Na semana passada fui à procura de um pequeno bug e encontrei cinco cópias do mesmo software.
O software é hermes-memory-pgvector, um plugin de código aberto que mantenho. Dá a uma frota de agentes de IA memória partilhada e duradoura em PostgreSQL e pgvector — para que o que um agente aprende, os outros possam recordar. É publicado no PyPI. Pode instalá-lo com pip.
E, no entanto, no meu próprio servidor, estava a correr a partir de um checkout do git escondido dentro da árvore de origem de outro projeto, a um passo de uma limpeza de rotina de ser apagado. Havia também uma cópia vendorizada no meu repositório de infraestrutura que nada utilizava, um diretório de compilação obsoleto, uma cache de pacotes e um symlink feito à mão poucos minutos antes para impedir que toda a estrutura colapsasse.

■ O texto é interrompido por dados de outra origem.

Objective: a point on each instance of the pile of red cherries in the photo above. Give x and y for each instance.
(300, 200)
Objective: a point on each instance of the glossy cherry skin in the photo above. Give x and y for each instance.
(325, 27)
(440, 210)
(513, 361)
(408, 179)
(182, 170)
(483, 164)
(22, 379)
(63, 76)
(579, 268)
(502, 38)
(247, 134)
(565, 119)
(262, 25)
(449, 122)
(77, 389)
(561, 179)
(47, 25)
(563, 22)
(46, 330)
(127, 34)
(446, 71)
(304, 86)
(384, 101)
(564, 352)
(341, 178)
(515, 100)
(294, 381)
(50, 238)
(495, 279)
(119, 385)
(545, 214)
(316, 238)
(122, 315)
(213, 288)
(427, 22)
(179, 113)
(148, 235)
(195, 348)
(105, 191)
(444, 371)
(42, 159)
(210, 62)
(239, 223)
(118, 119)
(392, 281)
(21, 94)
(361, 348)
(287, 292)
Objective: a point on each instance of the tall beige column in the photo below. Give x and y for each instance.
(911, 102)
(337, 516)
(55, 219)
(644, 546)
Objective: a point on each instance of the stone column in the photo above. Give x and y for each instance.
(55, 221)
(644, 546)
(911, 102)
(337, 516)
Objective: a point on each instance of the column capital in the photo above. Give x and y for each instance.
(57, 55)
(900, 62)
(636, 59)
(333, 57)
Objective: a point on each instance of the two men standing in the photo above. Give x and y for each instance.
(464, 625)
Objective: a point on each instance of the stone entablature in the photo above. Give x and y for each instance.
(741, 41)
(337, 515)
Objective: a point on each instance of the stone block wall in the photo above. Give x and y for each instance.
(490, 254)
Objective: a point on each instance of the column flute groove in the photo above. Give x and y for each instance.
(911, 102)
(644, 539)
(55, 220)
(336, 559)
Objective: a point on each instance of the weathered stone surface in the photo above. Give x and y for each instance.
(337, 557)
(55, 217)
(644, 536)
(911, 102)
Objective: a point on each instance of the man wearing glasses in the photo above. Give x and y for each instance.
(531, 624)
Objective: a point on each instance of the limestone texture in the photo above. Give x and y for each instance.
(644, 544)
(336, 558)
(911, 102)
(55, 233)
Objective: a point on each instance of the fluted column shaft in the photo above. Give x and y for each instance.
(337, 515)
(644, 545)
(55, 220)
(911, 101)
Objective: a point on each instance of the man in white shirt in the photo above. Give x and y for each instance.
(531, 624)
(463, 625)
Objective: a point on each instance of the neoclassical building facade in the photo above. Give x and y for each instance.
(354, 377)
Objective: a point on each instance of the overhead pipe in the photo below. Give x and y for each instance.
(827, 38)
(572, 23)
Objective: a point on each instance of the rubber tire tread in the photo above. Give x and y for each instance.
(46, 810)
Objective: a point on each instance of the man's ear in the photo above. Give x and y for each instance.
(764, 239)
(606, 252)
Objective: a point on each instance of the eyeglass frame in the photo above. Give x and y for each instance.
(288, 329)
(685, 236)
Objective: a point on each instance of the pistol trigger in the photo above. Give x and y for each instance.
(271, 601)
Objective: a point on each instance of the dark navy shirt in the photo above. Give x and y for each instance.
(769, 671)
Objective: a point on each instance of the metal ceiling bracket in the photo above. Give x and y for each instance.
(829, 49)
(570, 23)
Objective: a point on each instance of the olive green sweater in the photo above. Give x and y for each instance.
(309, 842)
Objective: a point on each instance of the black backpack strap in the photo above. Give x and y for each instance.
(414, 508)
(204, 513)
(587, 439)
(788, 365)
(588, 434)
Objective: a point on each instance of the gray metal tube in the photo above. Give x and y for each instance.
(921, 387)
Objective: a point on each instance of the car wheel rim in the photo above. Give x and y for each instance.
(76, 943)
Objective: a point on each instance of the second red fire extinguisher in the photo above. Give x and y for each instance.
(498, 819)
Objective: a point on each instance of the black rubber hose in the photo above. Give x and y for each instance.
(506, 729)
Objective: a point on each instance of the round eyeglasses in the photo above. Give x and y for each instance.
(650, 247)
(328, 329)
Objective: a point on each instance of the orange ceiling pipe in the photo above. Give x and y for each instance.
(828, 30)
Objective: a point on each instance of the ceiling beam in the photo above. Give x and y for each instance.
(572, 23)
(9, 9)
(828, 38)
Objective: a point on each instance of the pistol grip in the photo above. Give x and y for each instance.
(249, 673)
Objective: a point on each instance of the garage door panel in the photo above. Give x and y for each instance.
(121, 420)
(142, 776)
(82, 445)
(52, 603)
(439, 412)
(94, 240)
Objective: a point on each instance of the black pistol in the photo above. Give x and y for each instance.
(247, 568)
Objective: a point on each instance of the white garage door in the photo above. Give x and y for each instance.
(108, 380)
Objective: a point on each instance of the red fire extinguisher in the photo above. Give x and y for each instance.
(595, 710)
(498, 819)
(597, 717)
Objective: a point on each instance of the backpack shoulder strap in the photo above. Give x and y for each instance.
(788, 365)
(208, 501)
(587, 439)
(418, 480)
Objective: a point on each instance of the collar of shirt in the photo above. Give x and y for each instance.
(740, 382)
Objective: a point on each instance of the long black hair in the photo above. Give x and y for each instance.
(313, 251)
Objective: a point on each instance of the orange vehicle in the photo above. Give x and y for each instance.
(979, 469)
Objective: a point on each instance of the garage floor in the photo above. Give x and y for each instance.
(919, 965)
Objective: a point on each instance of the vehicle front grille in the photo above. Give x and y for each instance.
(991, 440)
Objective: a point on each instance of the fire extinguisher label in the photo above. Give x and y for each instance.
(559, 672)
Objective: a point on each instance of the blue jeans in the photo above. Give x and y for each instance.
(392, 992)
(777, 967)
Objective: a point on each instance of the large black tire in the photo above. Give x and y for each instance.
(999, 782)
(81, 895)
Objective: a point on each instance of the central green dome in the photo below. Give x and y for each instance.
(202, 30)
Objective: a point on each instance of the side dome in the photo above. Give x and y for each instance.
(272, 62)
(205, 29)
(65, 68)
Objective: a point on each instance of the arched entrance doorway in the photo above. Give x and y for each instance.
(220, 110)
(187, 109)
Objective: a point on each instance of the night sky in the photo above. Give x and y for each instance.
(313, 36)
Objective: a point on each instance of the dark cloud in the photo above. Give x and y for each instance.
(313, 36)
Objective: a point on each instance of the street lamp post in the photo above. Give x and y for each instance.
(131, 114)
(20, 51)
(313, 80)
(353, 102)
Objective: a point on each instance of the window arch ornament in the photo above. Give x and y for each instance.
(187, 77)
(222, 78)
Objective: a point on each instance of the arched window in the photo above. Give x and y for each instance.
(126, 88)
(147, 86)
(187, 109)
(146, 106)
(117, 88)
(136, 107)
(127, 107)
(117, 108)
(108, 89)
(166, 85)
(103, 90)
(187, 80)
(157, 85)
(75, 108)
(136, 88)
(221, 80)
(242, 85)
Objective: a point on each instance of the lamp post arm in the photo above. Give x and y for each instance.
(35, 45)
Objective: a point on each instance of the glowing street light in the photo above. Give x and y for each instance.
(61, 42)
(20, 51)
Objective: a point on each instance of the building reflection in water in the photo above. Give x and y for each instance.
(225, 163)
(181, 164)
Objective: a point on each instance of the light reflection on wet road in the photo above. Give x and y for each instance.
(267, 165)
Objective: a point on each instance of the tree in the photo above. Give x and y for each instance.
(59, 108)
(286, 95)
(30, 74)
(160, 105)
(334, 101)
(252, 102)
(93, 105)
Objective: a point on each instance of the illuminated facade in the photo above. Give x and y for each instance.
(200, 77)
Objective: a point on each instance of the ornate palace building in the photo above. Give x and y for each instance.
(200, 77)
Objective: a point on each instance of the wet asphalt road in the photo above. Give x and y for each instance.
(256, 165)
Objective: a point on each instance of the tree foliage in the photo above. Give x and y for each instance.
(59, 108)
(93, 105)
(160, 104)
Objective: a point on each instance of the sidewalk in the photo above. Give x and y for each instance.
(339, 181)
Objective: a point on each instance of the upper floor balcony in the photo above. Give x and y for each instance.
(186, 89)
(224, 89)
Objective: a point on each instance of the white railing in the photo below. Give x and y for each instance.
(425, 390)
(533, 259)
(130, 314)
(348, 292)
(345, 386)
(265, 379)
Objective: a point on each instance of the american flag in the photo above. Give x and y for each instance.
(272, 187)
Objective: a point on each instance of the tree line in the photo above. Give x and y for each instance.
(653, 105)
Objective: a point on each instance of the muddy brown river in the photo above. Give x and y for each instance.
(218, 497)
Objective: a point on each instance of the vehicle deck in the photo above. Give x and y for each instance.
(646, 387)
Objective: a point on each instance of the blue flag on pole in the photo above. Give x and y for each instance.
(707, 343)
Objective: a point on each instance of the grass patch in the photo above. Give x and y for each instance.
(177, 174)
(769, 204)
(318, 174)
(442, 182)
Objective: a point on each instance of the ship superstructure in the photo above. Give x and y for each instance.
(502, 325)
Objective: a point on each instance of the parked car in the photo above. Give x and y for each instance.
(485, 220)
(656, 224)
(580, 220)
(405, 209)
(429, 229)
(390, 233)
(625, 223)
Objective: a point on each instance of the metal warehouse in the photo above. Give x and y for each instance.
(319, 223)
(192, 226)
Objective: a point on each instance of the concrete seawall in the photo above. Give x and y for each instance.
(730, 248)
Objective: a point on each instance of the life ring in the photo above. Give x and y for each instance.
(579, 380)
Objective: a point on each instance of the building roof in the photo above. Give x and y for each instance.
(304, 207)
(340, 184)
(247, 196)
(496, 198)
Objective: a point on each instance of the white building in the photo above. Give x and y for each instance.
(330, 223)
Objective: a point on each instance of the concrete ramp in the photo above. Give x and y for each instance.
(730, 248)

Esse é o tipo de configuração que herda de si próprio seis meses depois e não consegue justificar de imediato.
Porque é que pip install não era suficiente
Aqui está a parte que realmente explica a confusão.
O framework anfitrião descobre plugins de memória através de análise de diretórios. Procura dentro da sua própria pasta de plugins incluída e dentro de uma pasta de plugins do utilizador, um subdiretório que contenha um __init__.py que mencione a classe certa. Esse é todo o mecanismo de descoberta. Nunca inspeciona pacotes Python instalados e não existe registo de entry-point.
Assim, pip install colocou o meu plugin na máquina, corretamente, exatamente no ambiente certo — e o framework não o conseguia ver. Perfeitamente instalado. Completamente invisível.
Perante isso, a medida óbvia é colocar uma cópia onde o analisador vai procurar. Copiar a pasta para o repositório de implementação. Fazer checkout ao lado do framework. Criar um symlink. Cada uma dessas opções é uma decisão local razoável e, em conjunto, é assim que se acaba com cinco cópias e uma implementação que ninguém consegue explicar.
A correção: parar de lutar contra o analisador
A versão que lancei esta semana adiciona um comando, executado uma vez após a instalação:
pip install hermes-memory-pgvector
hermes-pgvector install
Esse segundo comando escreve uma pequena camada de adaptação na pasta que o analisador lê — algumas linhas cuja única função é importar o pacote real instalado via pip. O analisador encontra um diretório e fica satisfeito. O Python resolve o import para a biblioteca corretamente instalada.
Essa única camada intermédia reduz cinco cópias a uma. As atualizações passam a ser um upgrade via pip e um reinício. Reverter significa fixar a versão anterior. Nada é vendorizado, nada é feito checkout, nada deriva, e a manutenção de rotina no repositório de outra pessoa já não pode levar consigo a minha camada de memória.
O que mais resultou disso
Consolidar a implementação significou reler o código como deve ser, o que revelou vários bugs reais que vale a pena nomear:
Uma pesquisa por substring que não era uma. Editar uma memória armazenada comparava o seu texto com a base de dados usando SQL LIKE, onde % é um wildcard. Uma memória contendo "revenue grew 15% YoY" podia corresponder — e modificar — linhas não relacionadas. As barras invertidas tinham o problema oposto: um caminho de ficheiro do Windows não correspondia silenciosamente a nada.
Uma fila que descartava trabalho enquanto afirmava estar a terminar. O escritor em segundo plano aceitava escritas e depois, no encerramento, se por acaso estivesse ocupado, abandonava tudo o que ainda estava enfileirado sem uma palavra nos logs.
Um erro enganador. Aponte o plugin para um modelo de embeddings com o tamanho de saída errado e receberia um 404 de um fallback sem relação, em vez de "esperadas 768 dimensões, obtidas 1024."
Nada disto era exótico. Eram todas coisas que uma leitura cuidadosa deteta e um conjunto de testes que passa não deteta.
A lição que continuo a reaprender
Quando uma implementação é uma confusão, a confusão está normalmente a dizer algo verdadeiro sobre o design.
As cinco cópias não eram descuido. Cada uma era uma solução alternativa racional. Eram um sintoma, e o problema subjacente era que o meu pacote não podia ser descoberto da forma como se destinava a ser instalado. Corrigir as soluções alternativas uma a uma teria produzido uma confusão mais arrumada. Corrigir a falha na descoberta tornou as soluções alternativas desnecessárias.
Se mantém algo que as pessoas instalam de uma forma e implementam de outra, vale a pena fechar essa lacuna. Provavelmente está a tentar dizer-lhe alguma coisa.
hermes-memory-pgvector tem licença BSD-3, e está no GitHub e no PyPI.